- Education: Polytechnic University of Bari (MEng); University of Burgos (PhD)
- Known for: Bi-level optimisation models for public-transport design
- Scientific career
- Fields: Transport planning; rail transport engineering
- Workplaces: University of Cantabria

= Luigi dell'Olio =

Italian civil engineer and transport researcher

Luigi dell'Olio is an Italian civil engineer and academic. He is a full professor of Transport Engineering at the University of Cantabria in Santander, Spain, where he heads the Sustainable Mobility & Railways Engineering Research Group (SUMLAB).

==Early life and education==
Dell'Olio graduated in civil engineering (transport specialisation) from the Polytechnic University of Bari in 2001 and obtained a master's degree in safety engineering the following year.
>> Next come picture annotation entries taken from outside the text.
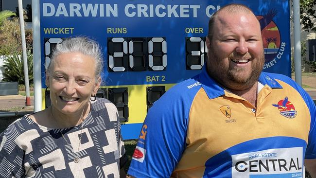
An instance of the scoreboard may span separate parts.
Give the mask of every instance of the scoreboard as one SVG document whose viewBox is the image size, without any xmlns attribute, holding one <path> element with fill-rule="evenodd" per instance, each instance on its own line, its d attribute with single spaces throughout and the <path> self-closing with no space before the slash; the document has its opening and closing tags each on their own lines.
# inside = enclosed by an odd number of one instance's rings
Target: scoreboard
<svg viewBox="0 0 316 178">
<path fill-rule="evenodd" d="M 49 106 L 45 66 L 65 37 L 88 36 L 104 54 L 97 96 L 119 111 L 124 139 L 138 137 L 148 109 L 171 87 L 201 72 L 210 17 L 245 4 L 260 22 L 265 71 L 291 75 L 288 0 L 40 0 L 42 107 Z M 161 111 L 163 112 L 163 111 Z"/>
</svg>

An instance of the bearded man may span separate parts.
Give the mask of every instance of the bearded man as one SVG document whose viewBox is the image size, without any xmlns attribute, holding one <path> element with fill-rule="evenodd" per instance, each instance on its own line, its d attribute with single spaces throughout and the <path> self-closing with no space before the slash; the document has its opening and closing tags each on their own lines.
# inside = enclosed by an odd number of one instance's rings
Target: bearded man
<svg viewBox="0 0 316 178">
<path fill-rule="evenodd" d="M 262 71 L 263 44 L 253 13 L 227 5 L 209 28 L 202 72 L 149 109 L 128 174 L 301 178 L 305 160 L 316 176 L 316 107 L 289 78 Z"/>
</svg>

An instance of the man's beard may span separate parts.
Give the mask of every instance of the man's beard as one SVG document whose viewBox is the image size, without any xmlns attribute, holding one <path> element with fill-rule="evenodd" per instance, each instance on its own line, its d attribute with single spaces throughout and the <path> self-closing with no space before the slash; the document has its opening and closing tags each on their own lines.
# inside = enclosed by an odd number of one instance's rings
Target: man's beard
<svg viewBox="0 0 316 178">
<path fill-rule="evenodd" d="M 263 70 L 264 64 L 264 54 L 263 51 L 261 56 L 258 56 L 251 62 L 251 68 L 250 73 L 247 72 L 246 69 L 242 67 L 235 66 L 230 69 L 228 62 L 228 66 L 225 66 L 224 59 L 221 59 L 212 50 L 209 52 L 210 57 L 209 58 L 208 69 L 210 75 L 218 83 L 228 89 L 241 90 L 246 89 L 253 86 L 258 79 Z M 228 60 L 237 57 L 237 54 L 231 54 L 228 57 Z M 239 58 L 241 57 L 238 55 Z M 243 57 L 250 57 L 250 55 L 247 53 L 242 56 Z M 248 74 L 249 73 L 249 74 Z M 248 76 L 245 75 L 248 74 Z"/>
</svg>

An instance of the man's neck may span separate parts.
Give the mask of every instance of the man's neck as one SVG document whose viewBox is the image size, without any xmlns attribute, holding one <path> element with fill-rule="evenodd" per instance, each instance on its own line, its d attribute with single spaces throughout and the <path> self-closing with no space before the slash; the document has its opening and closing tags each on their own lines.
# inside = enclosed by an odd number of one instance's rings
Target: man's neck
<svg viewBox="0 0 316 178">
<path fill-rule="evenodd" d="M 245 98 L 246 100 L 252 104 L 255 107 L 257 107 L 257 94 L 258 82 L 250 88 L 242 90 L 236 90 L 229 89 L 229 91 Z"/>
</svg>

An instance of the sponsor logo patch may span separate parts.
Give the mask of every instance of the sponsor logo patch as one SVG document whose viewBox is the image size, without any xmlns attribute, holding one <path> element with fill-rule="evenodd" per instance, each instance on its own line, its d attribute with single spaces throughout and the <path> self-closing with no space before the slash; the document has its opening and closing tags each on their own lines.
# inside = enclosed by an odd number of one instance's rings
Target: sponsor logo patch
<svg viewBox="0 0 316 178">
<path fill-rule="evenodd" d="M 287 118 L 294 118 L 298 113 L 294 105 L 288 100 L 287 97 L 285 97 L 284 100 L 279 101 L 277 104 L 272 104 L 272 106 L 278 108 L 280 114 Z"/>
<path fill-rule="evenodd" d="M 231 109 L 229 106 L 223 106 L 219 108 L 219 110 L 228 119 L 230 119 L 231 116 Z M 227 119 L 225 120 L 226 123 L 236 123 L 236 119 Z"/>
<path fill-rule="evenodd" d="M 303 178 L 302 155 L 300 147 L 232 155 L 232 177 Z"/>
<path fill-rule="evenodd" d="M 220 107 L 219 109 L 225 116 L 228 117 L 228 119 L 230 118 L 230 116 L 231 116 L 231 110 L 229 106 L 223 106 Z"/>
<path fill-rule="evenodd" d="M 142 162 L 145 159 L 145 154 L 146 150 L 137 146 L 135 148 L 135 150 L 134 151 L 134 153 L 133 154 L 133 160 Z"/>
</svg>

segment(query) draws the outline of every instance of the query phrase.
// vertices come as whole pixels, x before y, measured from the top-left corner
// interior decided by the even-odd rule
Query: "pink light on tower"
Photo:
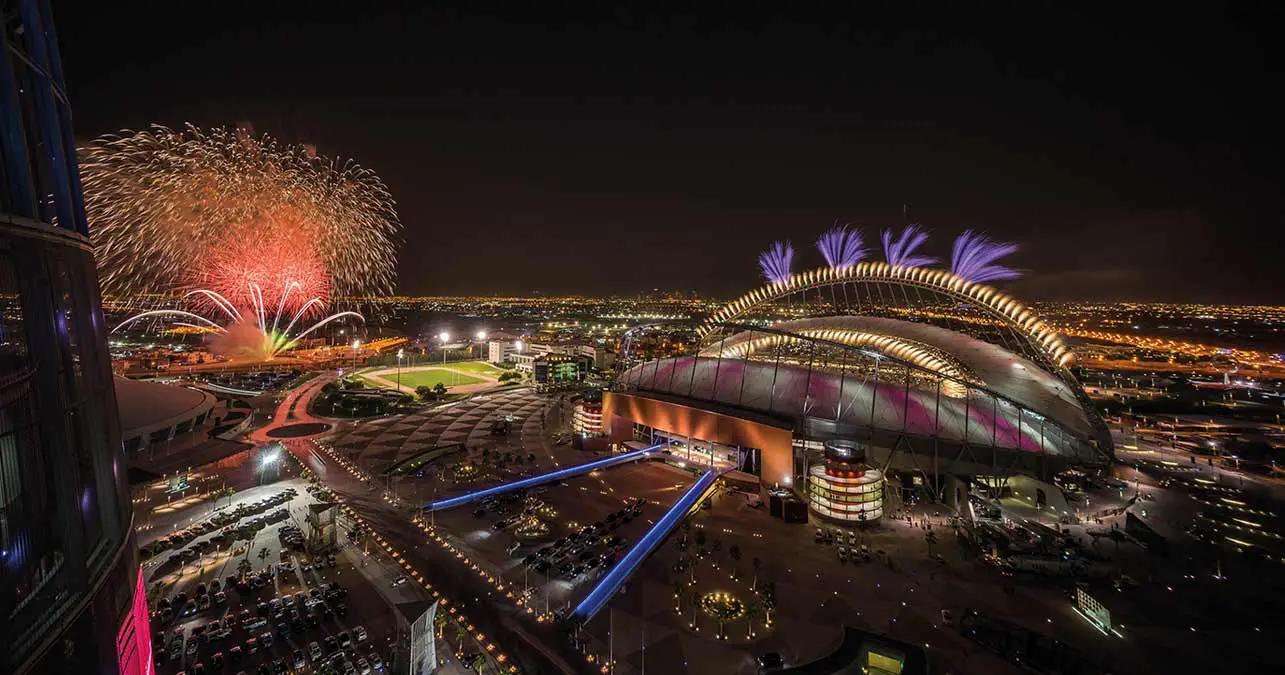
[[[152,629],[148,625],[148,591],[139,567],[134,606],[116,634],[116,660],[121,675],[152,675]]]

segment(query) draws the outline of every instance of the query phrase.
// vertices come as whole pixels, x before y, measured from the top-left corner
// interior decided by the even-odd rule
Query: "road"
[[[249,432],[247,438],[251,442],[258,445],[258,444],[267,444],[276,441],[290,441],[290,442],[306,441],[310,438],[325,436],[326,433],[332,433],[333,428],[326,428],[325,431],[320,431],[317,433],[310,433],[306,436],[292,436],[289,438],[274,438],[271,436],[271,432],[281,427],[288,427],[290,424],[311,423],[311,424],[333,426],[334,424],[333,420],[321,419],[308,413],[308,405],[311,405],[312,400],[316,399],[319,393],[321,393],[321,387],[325,387],[330,382],[334,382],[335,378],[337,375],[334,373],[325,373],[303,383],[302,387],[298,387],[288,392],[285,397],[281,399],[281,402],[276,406],[276,413],[272,414],[272,419],[269,420],[267,424]]]
[[[298,455],[297,455],[298,456]],[[325,459],[310,453],[310,467]],[[323,476],[321,471],[316,471]],[[382,536],[403,546],[403,555],[416,570],[423,570],[434,588],[450,598],[478,631],[493,636],[495,642],[529,672],[591,672],[567,644],[560,630],[554,626],[523,624],[519,634],[514,618],[519,608],[504,598],[484,579],[461,564],[441,546],[425,543],[424,534],[410,522],[410,512],[398,509],[384,499],[378,485],[364,482],[344,471],[324,473],[326,485],[342,495],[344,503]]]

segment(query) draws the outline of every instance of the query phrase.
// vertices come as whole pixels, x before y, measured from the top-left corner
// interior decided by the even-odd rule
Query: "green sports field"
[[[387,379],[388,382],[397,382],[396,372],[384,373],[379,377]],[[423,370],[420,369],[402,370],[402,387],[415,388],[419,387],[420,384],[428,384],[429,387],[432,387],[438,382],[446,384],[447,387],[454,387],[456,384],[477,384],[479,382],[486,382],[486,381],[482,378],[465,375],[461,373],[451,373],[450,370],[442,370],[439,368],[427,368]]]
[[[479,373],[490,378],[497,378],[504,373],[508,373],[508,370],[496,368],[486,361],[459,361],[454,364],[448,363],[446,364],[446,366],[454,368],[456,370],[463,370],[465,373]]]

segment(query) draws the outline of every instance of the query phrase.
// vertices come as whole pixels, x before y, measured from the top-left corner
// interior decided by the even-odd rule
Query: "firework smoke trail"
[[[392,291],[393,199],[352,162],[189,125],[104,136],[80,167],[105,296],[206,288],[248,307],[248,283],[278,298],[296,282],[296,302]]]
[[[774,242],[771,248],[758,255],[758,269],[763,279],[772,284],[784,284],[790,279],[793,262],[794,247],[789,242]]]
[[[861,233],[849,230],[847,225],[835,225],[816,240],[816,248],[825,257],[825,264],[839,269],[851,267],[865,260],[866,249],[861,244]]]
[[[884,260],[893,267],[926,267],[937,262],[932,256],[916,255],[928,240],[928,233],[919,225],[906,225],[901,237],[892,238],[892,230],[883,231]]]
[[[1018,244],[992,242],[984,234],[966,230],[955,239],[955,248],[951,251],[951,271],[956,276],[974,283],[1016,279],[1022,276],[1018,270],[995,265],[996,260],[1016,251]]]

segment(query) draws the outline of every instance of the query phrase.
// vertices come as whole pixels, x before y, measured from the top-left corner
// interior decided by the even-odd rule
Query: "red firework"
[[[303,229],[256,229],[207,251],[191,289],[218,293],[243,312],[312,315],[330,303],[330,275]],[[308,306],[314,298],[321,302]]]

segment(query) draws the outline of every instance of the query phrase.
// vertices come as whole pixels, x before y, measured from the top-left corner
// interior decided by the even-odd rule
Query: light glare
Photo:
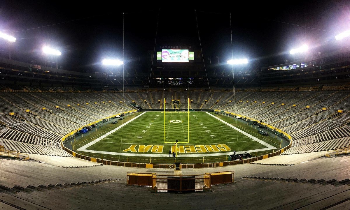
[[[9,42],[14,42],[16,39],[16,38],[13,36],[11,36],[7,34],[5,34],[4,33],[1,32],[0,32],[0,37],[5,39]]]
[[[124,63],[122,61],[115,59],[104,59],[102,60],[102,64],[110,66],[120,66]]]
[[[300,48],[296,48],[295,49],[292,49],[290,51],[289,51],[289,53],[290,54],[293,54],[299,52],[303,52],[307,50],[308,48],[308,47],[307,45],[306,44],[304,44]]]
[[[348,30],[336,36],[335,39],[337,40],[340,40],[349,36],[350,36],[350,30]]]
[[[45,46],[43,48],[43,52],[45,54],[49,54],[56,56],[60,56],[62,55],[62,53],[57,50],[52,49],[47,46]]]
[[[227,64],[241,64],[248,63],[248,59],[243,58],[242,59],[233,59],[227,61]]]

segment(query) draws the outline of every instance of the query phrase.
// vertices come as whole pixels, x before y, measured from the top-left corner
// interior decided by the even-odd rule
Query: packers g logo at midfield
[[[182,123],[183,121],[182,120],[173,120],[169,121],[169,122],[171,123]]]

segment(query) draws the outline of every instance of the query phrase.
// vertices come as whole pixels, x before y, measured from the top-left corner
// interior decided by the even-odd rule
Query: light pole
[[[0,37],[7,40],[9,43],[8,59],[11,60],[11,43],[17,39],[15,38],[0,32]]]
[[[341,40],[345,38],[348,37],[349,36],[350,36],[350,30],[348,30],[339,34],[336,36],[334,38],[337,40]],[[341,42],[341,49],[343,49],[343,45],[342,44],[342,43]]]
[[[58,57],[61,55],[62,55],[62,53],[61,52],[51,48],[47,46],[45,46],[43,48],[43,52],[46,55],[45,56],[45,66],[47,67],[47,63],[48,62],[47,61],[47,55],[52,55],[54,56],[56,56],[56,63],[55,63],[54,62],[52,62],[51,61],[49,61],[50,63],[54,63],[56,64],[56,68],[58,69]]]
[[[309,48],[308,47],[308,46],[306,44],[304,44],[299,48],[290,50],[289,51],[289,53],[293,55],[293,62],[294,62],[295,60],[295,57],[294,56],[295,54],[306,52],[308,49]]]

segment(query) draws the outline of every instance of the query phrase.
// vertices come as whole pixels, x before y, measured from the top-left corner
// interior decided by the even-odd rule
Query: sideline
[[[85,149],[86,149],[86,148],[87,148],[91,146],[92,145],[93,145],[94,144],[96,144],[100,140],[103,139],[103,138],[105,138],[106,136],[108,136],[109,135],[110,135],[113,133],[114,132],[115,132],[116,131],[117,131],[118,130],[119,130],[119,129],[120,129],[120,128],[121,128],[123,126],[124,126],[125,125],[126,125],[128,124],[129,123],[130,123],[130,122],[132,122],[133,121],[133,120],[135,120],[135,119],[139,117],[140,117],[140,116],[142,116],[142,115],[143,115],[143,114],[146,114],[146,112],[147,112],[147,111],[145,111],[145,112],[142,113],[142,114],[141,114],[140,115],[138,116],[137,116],[136,117],[134,117],[134,118],[133,118],[133,119],[132,119],[131,120],[129,120],[129,121],[128,121],[128,122],[126,122],[126,123],[124,123],[122,125],[119,125],[119,126],[118,126],[117,128],[115,128],[114,129],[112,130],[111,130],[110,131],[108,132],[108,133],[107,133],[105,134],[104,135],[103,135],[102,136],[101,136],[100,137],[99,137],[98,138],[96,139],[95,139],[94,140],[92,141],[91,142],[90,142],[89,144],[85,144],[85,145],[83,146],[82,146],[82,147],[79,147],[79,149],[77,149],[77,150],[78,150],[78,151],[84,151],[84,152],[87,151],[85,151],[85,150],[85,150]],[[92,151],[93,151],[93,150],[92,150]]]

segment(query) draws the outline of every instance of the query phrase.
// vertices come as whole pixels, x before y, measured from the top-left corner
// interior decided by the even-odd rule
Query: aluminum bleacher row
[[[319,152],[278,155],[261,160],[278,158],[276,161],[284,165],[246,164],[210,169],[183,169],[182,173],[186,175],[234,171],[235,182],[212,186],[210,192],[182,194],[151,193],[149,187],[125,184],[127,172],[172,176],[174,174],[172,169],[131,170],[109,165],[63,168],[52,165],[49,160],[44,163],[0,159],[0,208],[96,210],[348,209],[350,180],[346,169],[350,167],[350,158],[320,157],[322,155]],[[77,159],[61,158],[64,159],[62,162]],[[301,162],[305,160],[305,162]],[[292,165],[286,164],[292,162]]]
[[[67,88],[65,90],[76,90]],[[50,89],[63,90],[53,87]],[[170,108],[172,99],[180,98],[180,108],[187,108],[189,98],[193,102],[192,109],[236,113],[280,129],[293,137],[292,146],[303,146],[303,149],[296,151],[307,152],[305,144],[349,136],[350,129],[346,124],[350,121],[349,96],[348,90],[247,92],[234,94],[217,90],[171,90],[124,93],[1,93],[0,99],[3,103],[0,106],[0,122],[6,126],[0,129],[0,137],[59,148],[60,139],[65,134],[115,113],[134,109],[130,105],[133,102],[144,109],[163,108],[165,98],[166,108]],[[159,100],[161,102],[159,103]],[[342,112],[338,113],[339,110]],[[10,113],[18,117],[9,116]],[[329,148],[335,147],[321,149]],[[309,151],[314,149],[310,147]]]
[[[64,135],[133,109],[120,103],[121,97],[119,94],[2,93],[0,122],[6,126],[0,128],[0,141],[7,150],[66,156],[60,149]],[[13,116],[9,115],[11,113]]]

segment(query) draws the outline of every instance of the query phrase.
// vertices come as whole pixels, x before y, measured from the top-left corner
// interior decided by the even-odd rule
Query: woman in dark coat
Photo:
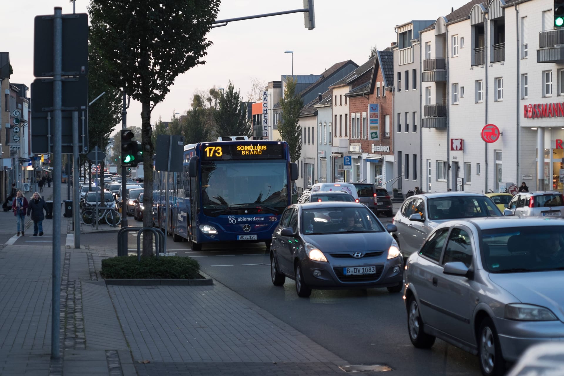
[[[49,208],[45,202],[45,200],[39,197],[39,193],[35,192],[33,193],[33,197],[29,200],[29,206],[28,207],[28,215],[32,218],[33,221],[33,236],[37,236],[37,231],[39,230],[39,236],[43,236],[43,220],[45,219],[43,211],[49,214]]]

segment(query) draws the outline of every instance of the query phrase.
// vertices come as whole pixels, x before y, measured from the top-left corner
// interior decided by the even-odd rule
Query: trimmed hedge
[[[201,279],[200,263],[193,259],[178,256],[142,257],[121,256],[102,260],[100,275],[113,279]]]

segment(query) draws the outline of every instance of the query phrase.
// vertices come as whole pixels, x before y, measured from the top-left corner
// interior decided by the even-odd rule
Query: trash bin
[[[63,216],[65,218],[70,218],[72,216],[72,200],[65,200],[63,202],[65,204],[65,213]]]

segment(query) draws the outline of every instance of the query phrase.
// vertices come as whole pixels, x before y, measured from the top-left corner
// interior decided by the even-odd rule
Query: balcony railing
[[[564,45],[564,30],[549,30],[539,33],[539,47],[546,48]]]
[[[442,70],[446,68],[446,64],[444,57],[425,59],[423,60],[423,70],[425,71]]]
[[[503,61],[505,60],[505,43],[499,43],[493,45],[493,60],[492,63]]]
[[[447,107],[444,104],[425,104],[423,106],[423,117],[446,117]]]
[[[474,64],[472,65],[483,65],[486,63],[486,47],[479,47],[474,49]]]

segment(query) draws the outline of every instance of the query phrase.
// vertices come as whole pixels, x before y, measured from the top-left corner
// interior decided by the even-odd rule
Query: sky
[[[230,23],[206,36],[213,44],[206,64],[179,75],[165,100],[151,113],[151,123],[184,114],[197,91],[227,87],[230,80],[245,97],[254,78],[279,81],[290,75],[293,54],[294,74],[320,74],[333,64],[351,59],[358,65],[368,60],[370,48],[383,50],[396,41],[394,26],[412,20],[434,20],[468,0],[315,0],[315,28],[304,26],[297,13]],[[60,6],[73,12],[68,0],[3,0],[0,12],[0,51],[10,52],[14,74],[10,82],[28,87],[34,79],[33,20]],[[87,12],[90,0],[77,0],[76,12]],[[234,18],[303,8],[302,0],[224,0],[218,19]],[[90,99],[91,100],[93,98]],[[141,105],[131,100],[127,125],[141,126]],[[116,125],[116,129],[121,128]]]

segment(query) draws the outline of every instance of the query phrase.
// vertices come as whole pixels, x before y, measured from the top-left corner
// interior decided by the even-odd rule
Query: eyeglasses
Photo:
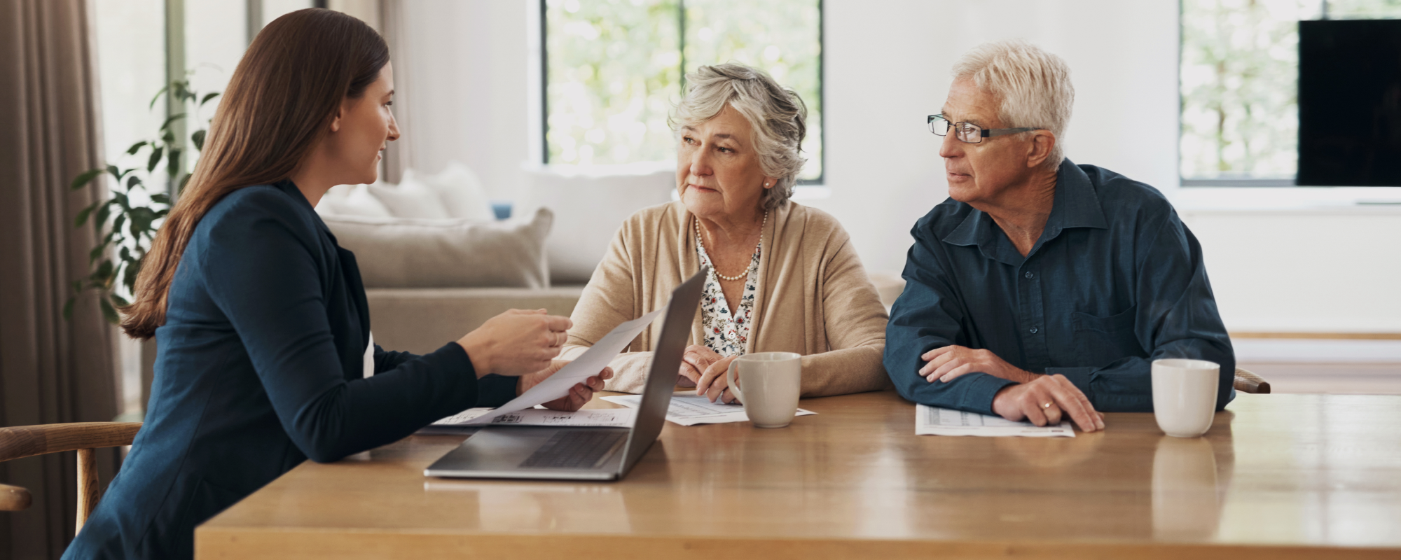
[[[934,133],[936,136],[947,136],[948,134],[948,129],[955,129],[954,130],[955,132],[954,137],[958,139],[958,140],[967,141],[969,144],[981,143],[982,139],[991,139],[993,136],[1016,134],[1019,132],[1031,132],[1031,130],[1045,130],[1045,129],[1034,129],[1034,127],[1024,127],[1024,129],[984,129],[984,127],[981,127],[978,125],[974,125],[974,123],[965,123],[965,122],[957,122],[955,123],[955,122],[950,122],[943,115],[929,115],[929,132]]]

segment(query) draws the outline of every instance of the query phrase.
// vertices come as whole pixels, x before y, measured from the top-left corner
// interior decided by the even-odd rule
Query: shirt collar
[[[1062,230],[1087,227],[1108,230],[1104,220],[1104,210],[1100,207],[1100,197],[1094,193],[1094,183],[1084,169],[1080,169],[1069,158],[1061,162],[1056,172],[1055,199],[1051,203],[1051,216],[1047,218],[1047,228],[1041,234],[1040,246],[1045,241],[1055,239]],[[964,221],[944,235],[943,241],[950,245],[978,245],[984,256],[995,260],[1017,265],[1023,260],[1020,253],[1007,253],[1009,244],[995,242],[995,234],[1000,232],[992,221],[992,216],[972,209]],[[1035,248],[1033,248],[1035,252]]]

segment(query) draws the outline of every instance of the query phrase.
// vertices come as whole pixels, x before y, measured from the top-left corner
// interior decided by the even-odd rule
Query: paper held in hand
[[[630,428],[633,421],[637,419],[637,410],[635,409],[584,409],[576,412],[562,412],[562,410],[548,410],[548,409],[525,409],[517,412],[509,412],[504,414],[496,413],[495,409],[467,409],[457,414],[448,416],[443,420],[429,424],[426,431],[433,433],[462,433],[465,427],[476,428],[478,424],[468,424],[468,421],[485,417],[493,426],[576,426],[576,427],[618,427]]]
[[[665,311],[665,308],[618,325],[618,328],[612,329],[612,332],[584,351],[583,356],[570,361],[569,365],[559,368],[555,375],[541,381],[539,385],[530,388],[521,393],[521,396],[511,399],[511,402],[497,406],[490,414],[482,414],[461,424],[488,424],[496,416],[525,410],[535,405],[544,405],[569,395],[569,388],[583,382],[590,375],[598,375],[600,371],[608,367],[608,363],[612,361],[612,358],[618,356],[622,349],[628,347],[628,344],[637,337],[637,333],[640,333],[642,329],[651,325],[651,319],[656,319],[663,311]]]
[[[915,435],[1075,437],[1075,428],[1069,420],[1061,420],[1056,426],[1037,426],[1000,416],[916,405]]]
[[[637,407],[642,395],[605,396],[604,400],[622,406]],[[817,414],[811,410],[797,409],[797,416]],[[667,407],[667,421],[681,426],[723,424],[727,421],[750,421],[741,405],[713,403],[693,392],[671,393],[671,405]]]

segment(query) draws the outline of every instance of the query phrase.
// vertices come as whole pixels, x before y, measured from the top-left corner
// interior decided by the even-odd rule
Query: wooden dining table
[[[597,396],[590,407],[614,407]],[[425,477],[465,435],[305,462],[198,559],[1401,559],[1401,396],[1238,395],[1198,438],[915,435],[897,393],[677,426],[619,482]]]

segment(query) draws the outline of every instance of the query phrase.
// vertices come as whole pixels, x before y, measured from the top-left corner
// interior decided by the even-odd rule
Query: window
[[[1299,21],[1395,18],[1401,0],[1182,0],[1184,186],[1292,186]]]
[[[545,162],[675,158],[682,69],[740,62],[807,104],[800,182],[822,178],[820,0],[544,0]],[[775,25],[775,22],[782,22]]]

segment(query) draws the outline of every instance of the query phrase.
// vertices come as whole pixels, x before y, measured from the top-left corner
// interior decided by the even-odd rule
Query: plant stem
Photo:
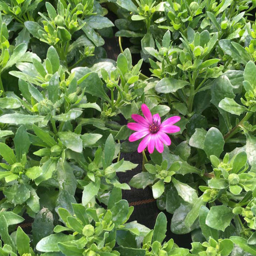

He received a Ph.D. in civil and industrial engineering from the University of Burgos in 2005; his dissertation dealt with optimising public-transport networks.

==Academic career==
After short research appointments in Bari, Burgos and Santander, dell'Olio joined the University of Cantabria's School of Civil Engineering as a lecturer in 2007. He became associate professor in 2009 and full professor in 2018. From November 2020 to November 2022 he served as vice-rector for research and knowledge transfer, and he returned to that portfolio in February 2025 under the incoming rector's team. Dell'Olio's work integrates stated-preference surveys, discrete-choice modelling and mathematical optimisation to inform transport policy. His 2006 article "A Bi-Level Mathematical Programming Model for Locating Bus Stops and Optimizing Frequencies" was among the first to apply bi-level optimisation to the joint design of bus-stop spacing and service frequencies. Recent projects from SUMLAB explore airport choice in multi-airport regions, the environmental rebound effects of automated vehicles and the "X-minute city" concept for active mobility.

==Selected publications==
- dell'Olio, L., Ibeas, A., & Cecin, P. (2011). The quality of service desired by public transport users. Transport Policy, 18(1), 217-227.
- dell'Olio, L., Ibeas, A., & Cecín, P. (2010). Modelling user perception of bus transit quality. Transport Policy, 17(6), 388-397.
- Ibeas, Á., dell'Olio, L., Alonso, B., & Sainz, O. (2010). Optimizing bus stop spacing in urban areas. Transportation research part E: logistics and transportation review, 46(3), 446-458.

==Professional service==
Dell'Olio coordinates SUMLAB and has served on the editorial boards of journals such as Transportation Research Part A and Transport Policy. He has advised regional transport authorities in Spain and Italy.